Tuesday, July 1, 2008

Another Posting Altogether

Faithful reader, you may remember that yesterday's post was entitled "Emily Gould and My Life, Because Everything is Really About My Life." That title comes from something that my husband always says to me when we fight. We will be in the rock-bottom depths of an argument, and I will shriek/sob something along the lines of "Well, it makes me feel XYZ." And my husband will say, "Right, because everything is really about your feelings." And there is just this twist to his voice when he says your feelings that is so inexpressibly infuriating and hurtful to me that, that, that, rrrrrrrrrrrRRRRRRRRRAAAAAAAAARRR!

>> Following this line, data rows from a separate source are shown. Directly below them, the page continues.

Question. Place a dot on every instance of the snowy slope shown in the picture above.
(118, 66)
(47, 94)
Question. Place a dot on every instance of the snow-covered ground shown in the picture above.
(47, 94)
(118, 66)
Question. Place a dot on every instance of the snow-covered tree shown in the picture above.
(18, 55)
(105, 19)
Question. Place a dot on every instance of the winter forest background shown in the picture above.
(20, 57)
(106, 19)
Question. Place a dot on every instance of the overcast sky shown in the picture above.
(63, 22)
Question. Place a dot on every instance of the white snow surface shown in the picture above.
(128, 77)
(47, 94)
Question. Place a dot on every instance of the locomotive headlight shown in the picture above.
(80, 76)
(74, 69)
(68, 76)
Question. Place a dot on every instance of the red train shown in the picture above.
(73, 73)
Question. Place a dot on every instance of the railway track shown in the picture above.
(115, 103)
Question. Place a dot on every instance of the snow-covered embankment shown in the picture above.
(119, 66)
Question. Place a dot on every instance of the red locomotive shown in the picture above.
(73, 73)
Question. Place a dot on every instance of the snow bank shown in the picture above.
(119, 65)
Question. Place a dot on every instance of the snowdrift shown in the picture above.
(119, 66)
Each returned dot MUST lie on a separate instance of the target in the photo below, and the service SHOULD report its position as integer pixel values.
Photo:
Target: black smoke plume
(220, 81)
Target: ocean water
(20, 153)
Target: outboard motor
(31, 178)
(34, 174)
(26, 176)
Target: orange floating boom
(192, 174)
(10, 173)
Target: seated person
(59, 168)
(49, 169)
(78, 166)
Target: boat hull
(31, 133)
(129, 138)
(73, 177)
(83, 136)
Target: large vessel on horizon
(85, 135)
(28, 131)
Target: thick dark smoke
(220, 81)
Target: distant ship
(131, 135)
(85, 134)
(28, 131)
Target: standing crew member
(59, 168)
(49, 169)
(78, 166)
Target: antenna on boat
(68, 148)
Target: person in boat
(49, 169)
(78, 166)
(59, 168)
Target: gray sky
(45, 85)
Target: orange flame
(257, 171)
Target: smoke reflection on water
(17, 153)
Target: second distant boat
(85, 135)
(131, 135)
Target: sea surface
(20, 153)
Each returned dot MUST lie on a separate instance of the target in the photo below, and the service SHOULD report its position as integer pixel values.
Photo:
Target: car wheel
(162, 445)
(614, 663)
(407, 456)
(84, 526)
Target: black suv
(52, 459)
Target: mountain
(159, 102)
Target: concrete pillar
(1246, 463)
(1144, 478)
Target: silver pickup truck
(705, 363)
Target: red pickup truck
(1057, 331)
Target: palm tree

It's something that really haunts me long after any given fight is over, because HOW AM I SUPPOSED TO RESPOND TO THAT? Because, yes, everything IS really about my feelings, sort of, right? I mean, at least for me it is! Especially if we're having a fight, because the very definition of a fight is two people advocating for their respective feelings about an issue! Right? Right! So yeah, screw it, it is really about my feelings! What's so bad about that? But, no matter how many times I reach this conclusion under non-fight circumstances, when we're back in the middle of a fight and my husband says "Right, because everything is really about your feelings," I always find myself sobbing desperately, "NOOOOOOOO! NOOOOOOOO! It's not about my fee-hee-hee-hee-lings! Don't say-hay-hay that anymore! It's not about my fee-hee-hee-hee-lings!"

I had no plans to write about this, but when I told my husband yesterday that I got the title for that post from that thing that he says to me, he laughed and hugged me and said, "Well, that's got to be another posting altogether!" And I guess he's right.